Can founders Andrew Jang and Travis Swanson bring Adriaen Black back from the dead? According to their website, Jang will be performing this miracle in 2020 with his “Fall and Rise” Fashion Collection.
Adriaen Black, the fashion label founded by Jang and Swanson was rumored to be on life support in late 2018 and then flatlined in early 2019 soon after Andrew Jang’s fugitive background was exposed by the Wall Street Journal. Their Manhattan showroom–where so many NFL and NBA players crossed the transom–was shut down along with the company website. And both founders disappeared from the fashion scene; neither leaving forwarding addresses.

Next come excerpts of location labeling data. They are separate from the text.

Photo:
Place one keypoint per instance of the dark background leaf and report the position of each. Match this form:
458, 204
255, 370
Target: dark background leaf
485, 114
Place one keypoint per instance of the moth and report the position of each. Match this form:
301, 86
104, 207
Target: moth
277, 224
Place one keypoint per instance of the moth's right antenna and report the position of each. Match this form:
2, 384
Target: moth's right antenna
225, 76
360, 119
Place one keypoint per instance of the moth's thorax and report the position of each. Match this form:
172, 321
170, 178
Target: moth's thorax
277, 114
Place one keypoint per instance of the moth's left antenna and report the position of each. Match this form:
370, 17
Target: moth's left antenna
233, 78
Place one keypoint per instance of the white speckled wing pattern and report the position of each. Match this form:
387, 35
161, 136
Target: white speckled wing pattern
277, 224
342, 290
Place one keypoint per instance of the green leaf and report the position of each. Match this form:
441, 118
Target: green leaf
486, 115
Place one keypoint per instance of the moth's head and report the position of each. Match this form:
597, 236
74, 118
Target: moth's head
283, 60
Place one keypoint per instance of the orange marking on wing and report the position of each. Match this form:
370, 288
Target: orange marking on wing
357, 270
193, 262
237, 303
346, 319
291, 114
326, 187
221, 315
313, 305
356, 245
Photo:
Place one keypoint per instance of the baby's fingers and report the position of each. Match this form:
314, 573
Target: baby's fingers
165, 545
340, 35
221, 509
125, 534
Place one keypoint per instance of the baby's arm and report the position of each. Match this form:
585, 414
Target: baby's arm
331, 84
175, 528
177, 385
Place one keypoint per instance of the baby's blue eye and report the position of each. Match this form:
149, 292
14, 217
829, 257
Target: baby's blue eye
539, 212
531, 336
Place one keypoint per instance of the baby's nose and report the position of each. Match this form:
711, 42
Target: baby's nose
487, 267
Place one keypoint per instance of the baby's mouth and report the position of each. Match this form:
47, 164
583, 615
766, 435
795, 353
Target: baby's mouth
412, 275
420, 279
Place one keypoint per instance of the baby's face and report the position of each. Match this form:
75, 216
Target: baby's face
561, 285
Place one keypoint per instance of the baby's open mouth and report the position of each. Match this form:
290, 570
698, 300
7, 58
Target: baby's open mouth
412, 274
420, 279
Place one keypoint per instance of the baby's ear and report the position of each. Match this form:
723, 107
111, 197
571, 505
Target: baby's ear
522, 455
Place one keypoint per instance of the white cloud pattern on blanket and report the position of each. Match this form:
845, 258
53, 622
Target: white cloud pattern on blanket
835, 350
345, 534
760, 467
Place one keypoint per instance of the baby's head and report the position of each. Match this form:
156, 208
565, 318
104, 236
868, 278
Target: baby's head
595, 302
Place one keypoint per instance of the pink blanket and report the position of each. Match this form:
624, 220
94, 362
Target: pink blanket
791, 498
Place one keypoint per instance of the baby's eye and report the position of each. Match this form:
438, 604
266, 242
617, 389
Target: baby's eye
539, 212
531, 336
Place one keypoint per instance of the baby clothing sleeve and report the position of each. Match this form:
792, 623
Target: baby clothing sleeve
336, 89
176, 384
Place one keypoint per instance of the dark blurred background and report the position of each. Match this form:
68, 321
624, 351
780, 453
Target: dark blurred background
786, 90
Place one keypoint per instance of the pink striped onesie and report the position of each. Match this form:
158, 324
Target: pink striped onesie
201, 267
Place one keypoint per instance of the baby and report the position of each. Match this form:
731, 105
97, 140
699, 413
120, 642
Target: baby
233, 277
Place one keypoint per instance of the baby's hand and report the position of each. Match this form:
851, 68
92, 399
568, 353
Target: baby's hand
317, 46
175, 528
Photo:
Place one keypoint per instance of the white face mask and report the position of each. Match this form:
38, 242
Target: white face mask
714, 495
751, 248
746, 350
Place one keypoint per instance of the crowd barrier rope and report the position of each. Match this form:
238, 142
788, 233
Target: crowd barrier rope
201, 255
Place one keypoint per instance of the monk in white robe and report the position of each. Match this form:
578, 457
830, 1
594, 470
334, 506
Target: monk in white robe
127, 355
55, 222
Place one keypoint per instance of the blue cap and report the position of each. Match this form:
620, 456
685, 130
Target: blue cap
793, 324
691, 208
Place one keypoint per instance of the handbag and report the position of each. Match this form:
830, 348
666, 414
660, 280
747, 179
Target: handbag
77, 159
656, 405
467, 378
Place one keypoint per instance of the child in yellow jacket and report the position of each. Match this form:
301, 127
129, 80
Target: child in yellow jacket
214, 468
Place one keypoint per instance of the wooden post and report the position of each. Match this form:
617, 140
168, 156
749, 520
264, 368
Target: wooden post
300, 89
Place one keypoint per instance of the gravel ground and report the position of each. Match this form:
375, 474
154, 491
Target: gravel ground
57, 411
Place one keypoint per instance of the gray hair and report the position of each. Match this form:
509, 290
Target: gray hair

Will they answer questions such as why were they still raising capital for the company as late as March, 2019 when Adriaen Black seems to have already left for heavenly pastures? Hawking a promissory note for an un-disclosed amount—and a share of equity—Jang claimed his company was valued at $25 million.
Did someone take the bait? When a new lawsuit filed by a Chicago investor in April, 2019 alleged fraud committed by Andrew Jang, Travis Swanson and their company, Vogue Individual, LLC an article in the CityGuru Investor suggested history might be repeating itself in reference to Jang’s dubious investment background in Seattle, Washington.
After months of operating incognito, Jang and Swanson have now revived their Adriaen Black website with a surprising announcement of their return in 2020 with a “Fall and Rise Collection”. The name of the fashion collection seems to be a play on words from the title of the CGI article: “The Rise and Fall of Adriaen Black”.
Investors, creditors and investigators alike are curious to know: Why, would Jang and Swanson expose themselves to so many questions by so many people and agencies?
Does Jang intend to “make it right” by all past investors and creditors as he has often promised to do? Even should he satisfy their claims against him, how does he plan to dissuade certain government agencies from enforcing liens and penalties they have levied against him? Even moreso, why would Jang and Swanson to raise the dead in front of so many witnesses who will surely be watching for any sleight of hand?
Will Jang and Swanson continue to tag-team prospective investors, or will they work on different variations of the business—perhaps under different names or entities? On his LinkedIn page, Swanson conspicuously dropped the DBA moniker of “Adriaen Black” for that of the parent company, Vogue Individual LLC for whom he claims he represents as its business manager. Since Adriaen Black was clearly the alter ego of Andrew Jang, does this mean the pair are going in opposite directions?
Or, will Jang continue as the pitchman relying upon Swanson’s vital statistics to operate as the front man for the business? There seems to be no history for 40-year-old Andrew Jang once he changed his birth name from Drew Morrison!
Will Jang and Swanson continue operating in Illinois where Vogue Individual, LLC no longer is in good standing? Or will they simply move operations to New York or even Florida where Vogue Individual LLC remains in good standing? Or will Jang risk returning to Washington to attempt to rectify a bench warrant that still awaits him?
Will Andrew Jang—again–change his name and identity for the sake of shedding the long shadows of names like Drew Morrison and Adriaen Black? Will he again claim he keeps no residence because he travels frequently and lives in hotels?
How will the pair manage to resurrect and again infiltrate their former professional athlete market after some NFL teams distanced themselves from Jang following the Wall Street Journal expose? Will they be able to resurrect the trust of new investors while batting away former, disgruntled investors?
Will 2020 be a year of miracle—or just another empty promise Andrew Jang makes to prospective investors?